On December 7, 2023, the Court of Justice of the European Union (“CJEU”) delivered a landmark decision against SCHUFA Holding AG (“SCHUFA”) that will likely impact how the EU General Data Protection Regulation (“GDPR”) applies to credit scoring agencies. In the decision, OQ v. Land Hessen, the CJEU decided that SCHUFA’s credit scoring qualified as automated decision making (“ADM”) which is subject to Article 22 GDPR.
Background
The case involved a prospective borrower (“OQ”) who exercised her individual rights under the GDPR after a lender denied her loan application based on credit information supplied by a German credit reference agency, SCHUFA. SCHUFA used OQ’s personal data to produce a score indicating the individual’s creditworthiness, which was then shared with the German lender.
OQ made a subject access request pursuant to the GDPR asking for information about SCHUFA’s automated credit scoring process. Specifically, Article 15(1)(h) GDPR allows individuals to request information on ADM to learn “about the logic involved, as well as the significance and the envisaged consequences of such processing for the data subject.” As a recap, Article 22(1) governs automating processing resulting in a decision that “produces legal effects concerning [the data subject] or similarly significantly affects [the data subject].”
SCHUFA denied OQ’s request for this information, citing trade secret considerations.

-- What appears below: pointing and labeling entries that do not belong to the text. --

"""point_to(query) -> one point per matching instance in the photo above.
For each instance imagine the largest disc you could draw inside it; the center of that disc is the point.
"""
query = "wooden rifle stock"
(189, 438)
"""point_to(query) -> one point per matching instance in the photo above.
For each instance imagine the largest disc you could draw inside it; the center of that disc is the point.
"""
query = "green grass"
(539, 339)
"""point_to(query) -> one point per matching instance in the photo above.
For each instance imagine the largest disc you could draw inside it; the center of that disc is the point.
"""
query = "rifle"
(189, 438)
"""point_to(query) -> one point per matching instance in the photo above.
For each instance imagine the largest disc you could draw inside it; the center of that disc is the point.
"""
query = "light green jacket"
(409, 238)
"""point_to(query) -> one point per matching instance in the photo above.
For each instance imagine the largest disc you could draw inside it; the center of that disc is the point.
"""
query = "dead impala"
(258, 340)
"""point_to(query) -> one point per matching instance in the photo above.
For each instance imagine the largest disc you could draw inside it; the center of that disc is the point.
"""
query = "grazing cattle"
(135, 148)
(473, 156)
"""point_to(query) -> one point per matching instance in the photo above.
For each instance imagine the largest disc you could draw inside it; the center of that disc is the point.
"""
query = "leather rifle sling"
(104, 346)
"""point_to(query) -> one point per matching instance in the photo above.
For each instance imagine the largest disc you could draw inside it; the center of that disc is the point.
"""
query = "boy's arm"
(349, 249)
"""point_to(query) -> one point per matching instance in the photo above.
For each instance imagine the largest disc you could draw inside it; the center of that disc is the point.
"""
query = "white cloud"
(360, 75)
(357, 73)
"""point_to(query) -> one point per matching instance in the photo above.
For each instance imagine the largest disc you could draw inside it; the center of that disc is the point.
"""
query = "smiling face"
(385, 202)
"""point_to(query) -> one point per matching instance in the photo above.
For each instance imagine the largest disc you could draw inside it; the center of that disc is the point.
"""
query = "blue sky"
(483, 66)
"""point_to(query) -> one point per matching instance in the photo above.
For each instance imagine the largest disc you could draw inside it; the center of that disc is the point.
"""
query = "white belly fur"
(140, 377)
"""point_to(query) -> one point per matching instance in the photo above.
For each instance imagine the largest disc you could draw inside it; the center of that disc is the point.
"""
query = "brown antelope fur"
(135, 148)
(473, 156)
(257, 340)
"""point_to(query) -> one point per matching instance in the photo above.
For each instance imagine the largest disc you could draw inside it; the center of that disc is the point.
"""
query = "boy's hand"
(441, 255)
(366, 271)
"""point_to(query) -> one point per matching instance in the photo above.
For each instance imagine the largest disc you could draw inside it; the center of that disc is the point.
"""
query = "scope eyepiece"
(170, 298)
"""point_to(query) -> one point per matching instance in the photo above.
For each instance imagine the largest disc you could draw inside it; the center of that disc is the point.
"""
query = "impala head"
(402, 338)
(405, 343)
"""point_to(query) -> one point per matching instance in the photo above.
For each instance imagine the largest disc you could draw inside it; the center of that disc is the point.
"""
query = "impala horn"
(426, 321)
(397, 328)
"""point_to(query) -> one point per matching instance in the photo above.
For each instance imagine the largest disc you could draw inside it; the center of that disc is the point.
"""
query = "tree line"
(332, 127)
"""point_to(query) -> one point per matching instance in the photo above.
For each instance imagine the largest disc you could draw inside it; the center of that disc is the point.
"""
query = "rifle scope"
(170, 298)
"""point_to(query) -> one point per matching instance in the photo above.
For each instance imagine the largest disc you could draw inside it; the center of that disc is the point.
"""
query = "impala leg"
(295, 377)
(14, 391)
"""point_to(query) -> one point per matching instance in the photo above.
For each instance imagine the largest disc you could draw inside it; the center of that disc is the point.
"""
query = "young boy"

SCHUFA reasoned that it had not performed the type of ADM subject to Article 22(1), but rather merely engaged in “preparatory acts” for the ultimate lending decision. It was the lender, not SCHUFA, who made the decision to reject the loan application and SCHUFA’s role was just to produce an automated score for OQ. Accordingly, SCHUFA argued that it did not have to comply with OQ’s Article 15 request.
What did the CJEU decide?
The CJEU ruled that, contrary to SCHUFA’s reasoning, the agency did make a decision subject to Article 22(1). The Court clarified that because SCHUFA played a “determining role” in the outcome of the financial institution’s denial of OQ’s loan application, SCHUFA indeed constituted a decision maker subject to the relevant GDPR ADM obligations.
Following the decision, the CJEU issued a press release affirming its decision that credit scoring conducted “must be regarded as an [ADM] prohibited in principle by the GDPR” if a third party attributes to the automated process “a determining role in the granting of credit.”
Implications of the SCHUFA Case
The CJEU’s broad interpretation of what constitutes ADM under Article 22 means that, even if a business does not make the final decision affecting an individual, the business may still constitute a decisionmaker subject to the GDPR’s ADM obligations if the business played a “determining role” in the ultimate outcome. Notably, this decision doesn’t just have an impact on credit scoring agencies, but also could affect any service provider using automated processes to generate risk-based scores which are relied when making decisions that significantly impact individuals.
Accordingly, all entities engaging in automated processes that participate in a decision chain should consider whether they have independent obligations to comply with GDPR.